Preliminary investigations suggest that antemortem axial temperature distribution in a body predicts the character of postmortem cooling by causing presence/absence of the postmortem temperature plateau. Antemortem axial temperature distribution is thus a less appreciated source of uncertainty in death-time estimation. Empiric methods of thermometric death-time estimation apply a 37°C single-point (rectal) approximation to represent antemortem body temperature. Numerical methods of death-time estimation apply 3D human phantoms of often relatively low anatomical segmentation, as well as varying bioheat techniques when approximating antemortem temperature distribution. Often, simulation of postmortem cooling used to estimate the death interval is conducted in continuity with approximation of antemortem body temperature distribution. This paper proposes separation of approximation of antemortem temperature distribution by using a high-definition 3D human computational phantom with 247 anatomically segmented organs, by applying the Pennes bioheat model, and by applying metabolic heat-generation and blood perfusion rates as additional organ parameters.

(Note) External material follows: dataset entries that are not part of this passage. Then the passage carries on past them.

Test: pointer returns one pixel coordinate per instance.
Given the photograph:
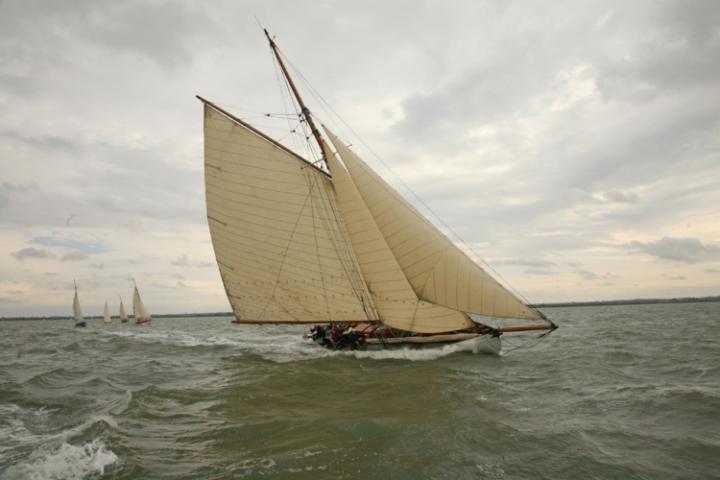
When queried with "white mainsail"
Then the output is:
(278, 236)
(123, 315)
(139, 311)
(106, 315)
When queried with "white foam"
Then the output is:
(281, 346)
(66, 462)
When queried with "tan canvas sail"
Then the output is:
(106, 315)
(438, 271)
(280, 243)
(396, 302)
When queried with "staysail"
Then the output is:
(123, 315)
(106, 315)
(437, 269)
(139, 311)
(397, 304)
(279, 238)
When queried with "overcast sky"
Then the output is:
(575, 146)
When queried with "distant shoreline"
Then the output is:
(593, 303)
(635, 301)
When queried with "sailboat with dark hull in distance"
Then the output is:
(77, 311)
(331, 244)
(142, 317)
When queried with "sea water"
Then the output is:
(618, 392)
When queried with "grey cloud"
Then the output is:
(525, 262)
(31, 252)
(82, 246)
(182, 261)
(686, 250)
(620, 197)
(539, 271)
(73, 257)
(44, 142)
(586, 274)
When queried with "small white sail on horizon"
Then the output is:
(106, 315)
(123, 315)
(139, 311)
(77, 311)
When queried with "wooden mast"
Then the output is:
(303, 108)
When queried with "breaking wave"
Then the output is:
(65, 462)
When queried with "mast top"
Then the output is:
(305, 112)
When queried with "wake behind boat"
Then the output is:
(336, 246)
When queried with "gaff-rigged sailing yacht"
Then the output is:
(77, 312)
(139, 311)
(337, 247)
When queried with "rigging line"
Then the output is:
(282, 82)
(284, 256)
(318, 96)
(307, 144)
(308, 182)
(347, 261)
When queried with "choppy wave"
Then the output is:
(200, 398)
(66, 462)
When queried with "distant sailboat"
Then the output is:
(77, 312)
(123, 315)
(334, 244)
(106, 315)
(139, 311)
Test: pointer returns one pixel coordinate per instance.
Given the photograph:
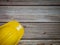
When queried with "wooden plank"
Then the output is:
(39, 42)
(29, 2)
(30, 13)
(41, 31)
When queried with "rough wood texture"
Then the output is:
(41, 31)
(30, 13)
(29, 2)
(39, 42)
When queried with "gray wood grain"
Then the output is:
(29, 2)
(30, 13)
(39, 42)
(41, 30)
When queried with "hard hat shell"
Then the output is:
(11, 33)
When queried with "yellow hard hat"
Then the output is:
(11, 33)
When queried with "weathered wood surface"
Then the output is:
(39, 42)
(30, 13)
(29, 2)
(41, 31)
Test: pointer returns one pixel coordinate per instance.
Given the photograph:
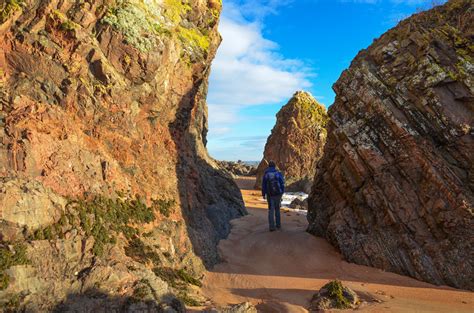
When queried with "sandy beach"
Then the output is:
(280, 271)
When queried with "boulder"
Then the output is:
(299, 204)
(334, 295)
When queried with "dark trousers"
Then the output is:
(274, 204)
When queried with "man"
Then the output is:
(273, 187)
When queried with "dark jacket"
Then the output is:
(281, 180)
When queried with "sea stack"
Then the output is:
(395, 188)
(296, 142)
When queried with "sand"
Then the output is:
(280, 271)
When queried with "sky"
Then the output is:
(272, 48)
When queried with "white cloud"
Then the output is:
(427, 3)
(248, 70)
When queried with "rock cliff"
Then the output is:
(107, 192)
(296, 142)
(394, 189)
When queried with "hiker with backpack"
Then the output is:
(273, 187)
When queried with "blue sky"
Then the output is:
(272, 48)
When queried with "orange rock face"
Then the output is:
(394, 189)
(296, 142)
(107, 99)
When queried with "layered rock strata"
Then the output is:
(107, 192)
(296, 142)
(395, 188)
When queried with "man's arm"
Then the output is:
(264, 185)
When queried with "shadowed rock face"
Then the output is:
(394, 189)
(296, 142)
(105, 179)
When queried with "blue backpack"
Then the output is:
(273, 184)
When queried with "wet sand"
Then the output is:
(280, 271)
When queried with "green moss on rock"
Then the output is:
(8, 8)
(8, 258)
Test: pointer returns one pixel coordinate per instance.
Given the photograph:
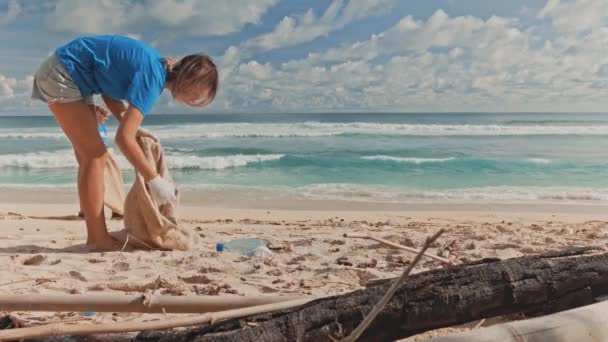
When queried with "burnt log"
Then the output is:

Results indicated that the approximated antemortem temperature was inhomogeneous, with wide temperature variations documented on the skin. The approximated axial temperature varied according to location, size, shape and metabolic rate of organs in a given axial section. Regions of heart muscle, kidneys and extra-pelvic muscles showed high temperatures in axial planes of the chest, abdomen and pelvis, respectively. Axial temperature transition from the body core to skin was nonlinear. This paper proposes approximation of the antemortem physical exertion from death scene investigation, determination of its metabolic equivalent value, and proportional distribution to exertion-involved organs.